Data Analytics Reference Stack¶
This guide explains how to use the DARS, and to optionally build your own DARS container image.
Any system that supports Docker* containers can be used with DARS. The steps in this guide use Clear Linux* OS as the host system.
Overview¶
The Data Analytics Reference Stack (DARS) provides developers and enterprises a straightforward, highly optimized software stack for storing and processing large amounts of data. More detail is available on the DARS architecture and performance benchmarks.
Stack Features¶
The Data Analytics Reference Stack provides two pre-built Docker images, available on Docker Hub:
A Clear Linux OS-derived DARS with OpenBlas stack optimized for OpenBLAS
A Clear Linux OS-derived DARS with Intel® MKL stack optimized for Intel® Math Kernel Library (Intel® MKL)

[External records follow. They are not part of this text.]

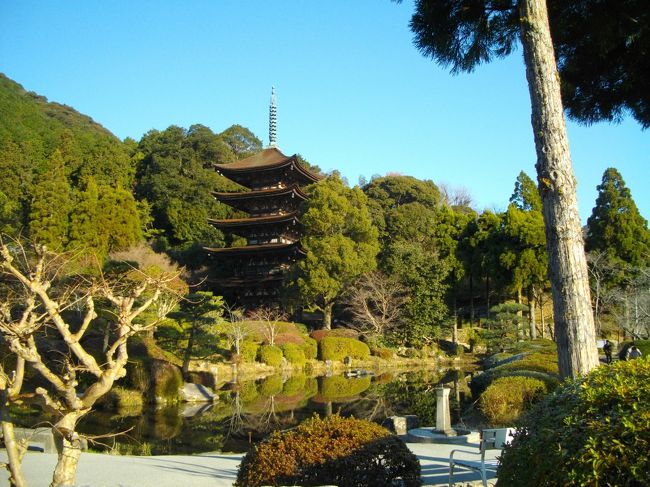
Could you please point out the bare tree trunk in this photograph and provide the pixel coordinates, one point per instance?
(68, 445)
(574, 322)
(14, 454)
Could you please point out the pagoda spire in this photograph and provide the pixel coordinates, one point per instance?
(272, 120)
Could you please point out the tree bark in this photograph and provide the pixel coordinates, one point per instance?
(574, 323)
(531, 306)
(327, 316)
(68, 445)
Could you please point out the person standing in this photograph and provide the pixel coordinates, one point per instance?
(607, 348)
(634, 352)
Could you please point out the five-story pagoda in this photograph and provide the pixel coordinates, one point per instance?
(271, 228)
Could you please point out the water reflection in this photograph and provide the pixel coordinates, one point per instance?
(246, 412)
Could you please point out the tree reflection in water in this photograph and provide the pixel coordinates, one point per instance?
(247, 412)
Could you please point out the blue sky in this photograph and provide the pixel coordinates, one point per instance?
(353, 93)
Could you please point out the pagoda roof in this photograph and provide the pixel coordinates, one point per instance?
(258, 249)
(257, 220)
(261, 193)
(246, 281)
(268, 159)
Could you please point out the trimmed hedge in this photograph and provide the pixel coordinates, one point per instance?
(337, 348)
(592, 431)
(346, 452)
(270, 355)
(248, 351)
(508, 397)
(294, 354)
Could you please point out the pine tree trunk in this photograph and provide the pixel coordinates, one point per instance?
(574, 323)
(531, 306)
(327, 316)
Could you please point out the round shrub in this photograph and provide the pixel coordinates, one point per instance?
(337, 348)
(508, 397)
(294, 354)
(248, 351)
(310, 348)
(346, 452)
(270, 355)
(592, 431)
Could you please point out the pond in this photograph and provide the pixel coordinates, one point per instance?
(247, 412)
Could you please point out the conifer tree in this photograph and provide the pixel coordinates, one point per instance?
(615, 226)
(51, 205)
(85, 230)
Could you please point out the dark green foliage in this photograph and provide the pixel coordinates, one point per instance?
(340, 240)
(294, 354)
(270, 355)
(176, 178)
(507, 398)
(599, 46)
(593, 431)
(615, 226)
(346, 452)
(248, 350)
(337, 387)
(337, 348)
(310, 348)
(271, 386)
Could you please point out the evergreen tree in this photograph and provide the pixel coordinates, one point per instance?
(341, 244)
(85, 231)
(51, 205)
(615, 226)
(526, 196)
(118, 219)
(465, 33)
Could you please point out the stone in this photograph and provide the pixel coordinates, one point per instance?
(196, 393)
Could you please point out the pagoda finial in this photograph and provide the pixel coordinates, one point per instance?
(272, 120)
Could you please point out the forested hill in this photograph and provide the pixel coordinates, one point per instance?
(38, 127)
(67, 182)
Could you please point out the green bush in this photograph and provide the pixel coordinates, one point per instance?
(592, 431)
(248, 351)
(270, 355)
(310, 348)
(294, 354)
(508, 397)
(121, 398)
(294, 384)
(337, 348)
(383, 353)
(346, 452)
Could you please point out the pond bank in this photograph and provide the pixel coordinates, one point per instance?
(206, 470)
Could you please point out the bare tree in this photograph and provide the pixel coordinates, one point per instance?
(376, 303)
(236, 328)
(40, 293)
(269, 318)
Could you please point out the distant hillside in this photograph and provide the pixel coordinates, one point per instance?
(36, 125)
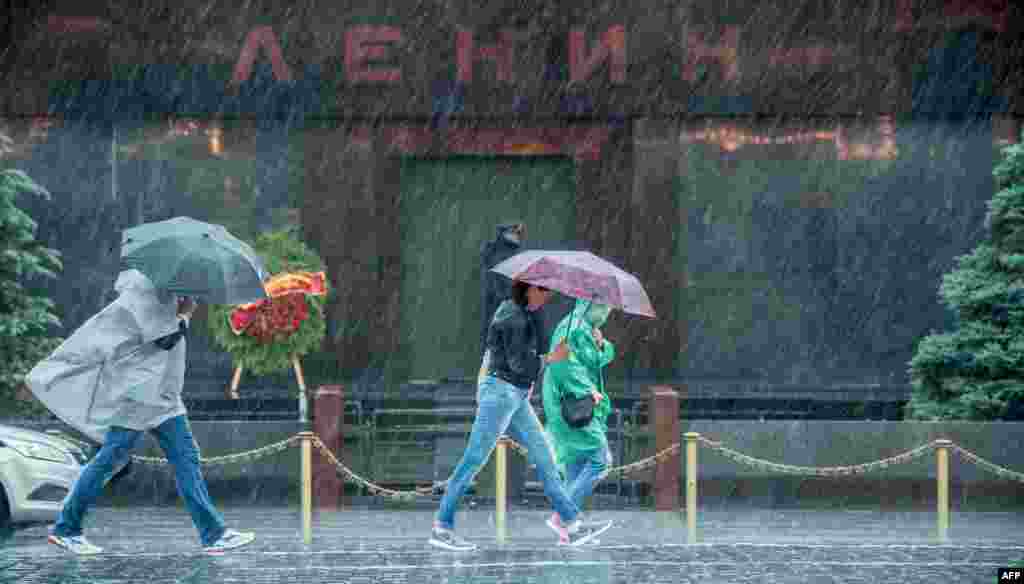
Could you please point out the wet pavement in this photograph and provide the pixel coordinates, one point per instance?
(158, 545)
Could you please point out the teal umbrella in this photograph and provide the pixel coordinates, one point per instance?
(193, 258)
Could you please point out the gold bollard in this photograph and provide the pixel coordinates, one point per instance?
(307, 487)
(500, 468)
(691, 486)
(942, 471)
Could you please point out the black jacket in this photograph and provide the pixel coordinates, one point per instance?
(515, 338)
(168, 342)
(495, 288)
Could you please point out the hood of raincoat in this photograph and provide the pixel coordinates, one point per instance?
(594, 314)
(109, 372)
(505, 242)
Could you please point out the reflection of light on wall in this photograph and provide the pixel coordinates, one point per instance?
(731, 138)
(182, 127)
(216, 142)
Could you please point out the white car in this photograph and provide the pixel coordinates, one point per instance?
(37, 471)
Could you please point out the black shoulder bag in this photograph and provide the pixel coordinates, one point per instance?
(578, 412)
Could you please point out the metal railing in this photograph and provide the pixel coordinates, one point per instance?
(309, 441)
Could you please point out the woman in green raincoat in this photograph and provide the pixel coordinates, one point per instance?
(583, 454)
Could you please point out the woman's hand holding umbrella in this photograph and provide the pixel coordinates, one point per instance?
(186, 306)
(560, 353)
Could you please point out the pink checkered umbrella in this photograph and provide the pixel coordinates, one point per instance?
(580, 275)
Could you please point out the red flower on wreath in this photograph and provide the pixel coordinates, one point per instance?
(284, 311)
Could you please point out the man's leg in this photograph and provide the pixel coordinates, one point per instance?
(494, 412)
(526, 429)
(115, 452)
(176, 440)
(586, 472)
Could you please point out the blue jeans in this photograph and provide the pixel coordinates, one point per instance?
(585, 472)
(503, 408)
(176, 440)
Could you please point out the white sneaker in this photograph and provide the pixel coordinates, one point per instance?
(578, 533)
(75, 544)
(230, 540)
(555, 523)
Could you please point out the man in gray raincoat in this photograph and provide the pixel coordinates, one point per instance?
(119, 375)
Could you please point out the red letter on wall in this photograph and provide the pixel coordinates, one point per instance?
(611, 46)
(501, 53)
(363, 44)
(726, 54)
(261, 37)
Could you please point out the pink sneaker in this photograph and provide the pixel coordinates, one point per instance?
(555, 523)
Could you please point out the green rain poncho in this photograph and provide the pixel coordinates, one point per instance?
(578, 375)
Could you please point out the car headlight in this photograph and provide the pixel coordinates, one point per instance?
(39, 450)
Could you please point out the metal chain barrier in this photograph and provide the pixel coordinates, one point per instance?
(350, 475)
(990, 466)
(626, 469)
(247, 456)
(760, 464)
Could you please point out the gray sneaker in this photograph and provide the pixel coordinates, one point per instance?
(578, 533)
(445, 539)
(75, 544)
(230, 540)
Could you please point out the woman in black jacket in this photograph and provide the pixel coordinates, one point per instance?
(515, 341)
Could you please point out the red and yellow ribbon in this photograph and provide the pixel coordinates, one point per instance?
(285, 308)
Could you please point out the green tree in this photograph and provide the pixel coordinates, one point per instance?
(977, 372)
(282, 251)
(25, 318)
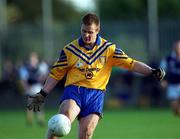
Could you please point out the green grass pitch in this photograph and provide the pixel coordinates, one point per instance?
(122, 124)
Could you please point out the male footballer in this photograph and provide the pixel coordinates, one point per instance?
(87, 61)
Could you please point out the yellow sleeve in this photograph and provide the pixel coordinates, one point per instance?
(120, 59)
(60, 67)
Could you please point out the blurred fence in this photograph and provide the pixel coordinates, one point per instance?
(131, 36)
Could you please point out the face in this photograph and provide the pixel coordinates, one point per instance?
(89, 33)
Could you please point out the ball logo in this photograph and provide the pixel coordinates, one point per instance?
(79, 64)
(89, 74)
(102, 60)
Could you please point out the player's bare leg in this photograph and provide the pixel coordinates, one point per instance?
(70, 109)
(87, 126)
(40, 118)
(29, 116)
(175, 104)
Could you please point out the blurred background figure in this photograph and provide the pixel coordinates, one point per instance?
(172, 65)
(32, 76)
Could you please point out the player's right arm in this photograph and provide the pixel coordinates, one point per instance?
(58, 70)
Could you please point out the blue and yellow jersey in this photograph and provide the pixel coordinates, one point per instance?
(87, 67)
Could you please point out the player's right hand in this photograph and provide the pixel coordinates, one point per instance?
(159, 74)
(35, 101)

We recommend you view the latest component versions for each image in the
releasenote
found in the Data Analytics Reference Stack GitHub*
repository. Because Clear Linux OS is a rolling distribution, the package version numbers
in the Clear Linux OS-based containers may not be the latest released by Clear Linux OS.
Note
The Data Analytics Reference Stack is a collective work, and each piece of software within the work has its own license. Please see the DARS Terms of Use for more details about licensing and usage of the Data Analytics Reference Stack.
Using the Docker images¶
Launching the Image¶
To use the latest stable DARS images, pull an image directly from Docker Hub. This example uses the DARS with Intel® MKL Docker image.
docker pull clearlinux/stacks-dars-mkl
Once you have downloaded the image, you can run it with this command, which will launch the image and drop you into a bash shell inside the container.
docker run -it --ulimit nofile=1000000:1000000 --name mkl --network host --rm -i -t <name-of-image>
Command Flags
--ulimit nofile= is required in order to increase the allowed number of open files for the Apache Spark* engine.
--name can be any name of your choice. This guide is using mkl
--network host enables the host machine’s IP address to be used to access the container.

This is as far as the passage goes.